Jennifer McLain's story on the meeting of Neighbors Against Irresponsible Logging (NAIL), published on September 21, contains several errors in its superficial narrative.

The sixth paragraph includes the statement, "Not present, however, were representatives from the water company or Big Creek." In fact, a representative from each organization appeared and spoke in the brief time alotted for questions and answers following the main presentations. A representative of the water company appealed to what he believes to be common goals. The representative of the lumber company spoke of a family operation that had been a neighbor for many decades.

The seventh paragraph includes a statement from John Tang, the water company representative, which would be wholly inaccurate if he were not there. But he was present, so it was possible for him to "hear the questions and concerns from the community, and [to] have every intention to address all of them." The eleventh paragraph further contradicts the sixth, saying, "Though Big Creek and San Jose Water Company were not on the agenda at the residents' forum, [Bob Berlage, communications director for Big Creek] and Tang spoke during the question and answer part of the meeting."

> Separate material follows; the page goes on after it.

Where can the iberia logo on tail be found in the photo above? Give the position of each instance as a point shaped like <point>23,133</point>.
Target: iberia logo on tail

The eighth paragraph omits the effects of logging truck traffic on narrow roads, diminishes the impact of noise from logging operations, omitting reverberations in the canyons which make up a large part of the proposed logging area, and fails to identify several sources of noise: large helicopters, trucks, and chainsaws. It fails to note the close proximity to homes and schools in which these noise-producing and hazardous operations would occur, or the impact on people who work late shifts and therefore must sleep into proposed operating hours.

The eight paragraph diminishes logging's inevitable destruction on soil and to surrounding plant and animal life, both native and invasive. This destruction would be particularly severe on the steep slopes which characterize the proposed logging area. And because invasive species more quickly capitalize on ecological disturbance, logging operations would effectively displace native species.

The eighth paragraph also diminishes the increased fire danger that would result from logging operations, omitting empirical evidence cited by speakers that operations which remove the the most valuable trees increase fire danger, in direct contradiction to the water company claim that a goal of this operation is to reduce fire danger. This danger arises in part through increased light penetration, which encourages highly flammable (particularly invasive species) undergrowth.

Finally, the eighth paragraph omits the fact that the logging plan, which would ostensibly reduce fire danger, does nothing about the undergrowth, particularly in invasive species, e.g. Broom, that dramatically increases the fire danger in the area.

This story cites the failure to include logging proponents at an opposition rally, appealing to the news media's ideal of "balanced coverage," but contains factual errors and misrepresentations; it investigates none of the claims made by either side and omits considerable substance supporting the NAIL position in its coverage of a NAIL event. It misses the purpose of the event and thus suggests a bias against NAIL.